08/03/2021

CORONAVIRUS

Sale a 31 il numero dei contagiati a Rovigo. 465 polesani in isolamento

I dati aggiornati sul contagio nel nostro territorio

Coronavirus, il sesto contagiato polesano è uno studente

ROVIGO - "In questi giorni affrontiamo la massima fase di espansione del contagio. In Polesine è stato registrato oggi solo un nuovo  caso, legato a un paziente che ha contratto il virus in Emilia Romagna. Ancora una volta sottolineo l’importanza della ricostruzione capillare dei contatti di chi è risultato positivo, lavoro  complesso, fondamentale per contenere la diffusione del virus -  spiega il direttore generale Antonio Compostella - Un dato importante riguarda le percentuali di crescita del contagio: In Veneto i casi aumentano quotidianamente circa del 10%, in Emilia Romagna del 15%, in Lombardia del 20%:  quindi una crescita meno impattante nella nostra Regione".

Il Direttore Generale spiega "Delle azioni di contenimento che sono iniziate lo scorso 9 marzo 2020, potremmo vedere il risultato tra  4-5 giorni, con una auspicata flessione della curva di crescita dell’infezione. In questo momento, nel nostro territorio, abbiamo 31 casi, 465 persone in sorveglianza attiva,  9 i pazienti ricoverati in Malattie infettive, 2 ricoverati  in terapia intensiva al San Luca di Trecenta.

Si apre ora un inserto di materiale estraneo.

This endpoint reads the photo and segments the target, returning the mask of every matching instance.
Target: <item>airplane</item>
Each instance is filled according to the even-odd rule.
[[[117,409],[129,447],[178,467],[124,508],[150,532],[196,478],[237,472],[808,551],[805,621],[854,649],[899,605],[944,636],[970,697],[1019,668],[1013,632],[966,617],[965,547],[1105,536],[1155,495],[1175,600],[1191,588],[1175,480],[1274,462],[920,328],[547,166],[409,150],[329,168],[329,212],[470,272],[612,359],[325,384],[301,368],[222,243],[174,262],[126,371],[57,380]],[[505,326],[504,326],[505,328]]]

Bollettino odierno in breve : 

 465 i cittadini posti in isolamento  domiciliare

 31 residenti  che hanno contratto il coronavirus,

 9 ricoverati  in malattie infettive

2  pazienti in terapia intensiva all’ospedale San Luca di Trecenta

Posti Letto In terapia intensiva e sub intensiva

- 20 posti letto di terapia intensiva negli Ospedali di Adria e Rovigo sono mantenuti  a disposizione per  pazienti con patologie diverse dal coronavirus;

- all’Ospedale San Luca  di Trecenta  sono attivi già 10 posti letto in terapia intensiva esclusivamente per pazienti covid 19, e ne saranno attivati altri , non appena arrivano i ventilatori necessari.

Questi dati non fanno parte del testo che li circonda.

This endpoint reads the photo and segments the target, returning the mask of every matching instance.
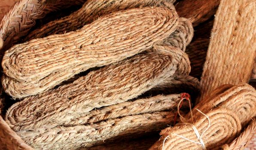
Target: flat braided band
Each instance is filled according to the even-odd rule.
[[[204,132],[201,138],[207,149],[218,150],[218,146],[232,141],[241,130],[239,119],[232,111],[216,108],[210,111],[206,115],[210,120],[209,128],[208,120],[204,116],[199,118],[193,123],[193,126],[200,135]],[[187,123],[177,124],[173,127],[166,128],[161,132],[160,134],[162,136],[160,139],[149,150],[162,150],[164,146],[165,150],[202,150],[201,144],[183,138],[200,143],[193,129],[192,125]]]
[[[175,113],[158,112],[125,116],[93,124],[40,128],[17,132],[35,149],[76,150],[103,143],[117,136],[133,136],[158,131],[173,123]]]
[[[150,48],[168,37],[178,23],[173,10],[133,9],[105,16],[76,32],[15,45],[3,58],[3,87],[15,98],[41,93],[82,71]]]
[[[13,129],[29,127],[31,123],[39,121],[39,124],[31,125],[61,125],[67,116],[82,116],[94,108],[127,101],[157,85],[168,84],[169,78],[189,74],[189,60],[183,51],[169,46],[158,48],[158,51],[136,55],[91,72],[73,83],[26,98],[9,108],[6,121]]]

Tamponi  su personale sanitario

 L’Azienda Ulss 5 ha cominciato ieri, con programmazione quotidiana, i tamponi per i professionisti della salute: i dipendenti dell’Azienda Ulss 5,  i Medici di medicina generale, Pediatri di libera scelta,  farmacisti, guardia medica, dipendenti di strutture private convenzionate,  di case di riposo. Per i tamponi alla cittadinanza proseguono le modalità attuali.

Sicurezza sul lavoro e coronavirus

 L’Azienda Ulss 5 , attraverso lo Spisal  ha iniziato, da  ieri 16 marzo,   ad effettuare visite e controlli nelle aziende del  territorio , per verificare il grado di sicurezza con la quale i dipendenti operano.  Dalle prime verifiche,  i tecnici dello Spisal hanno erogato consigli  in due aziende, e in altre due i livelli di sicurezza erano completamente soddisfacenti.

Personale  sanitario

In questi giorni entrano in servizio  30 unità di operatori, e l’Azienda si sta impegnando per assumere medici infettivologi, rianimatori, la cui carenza è però un dato di fatto.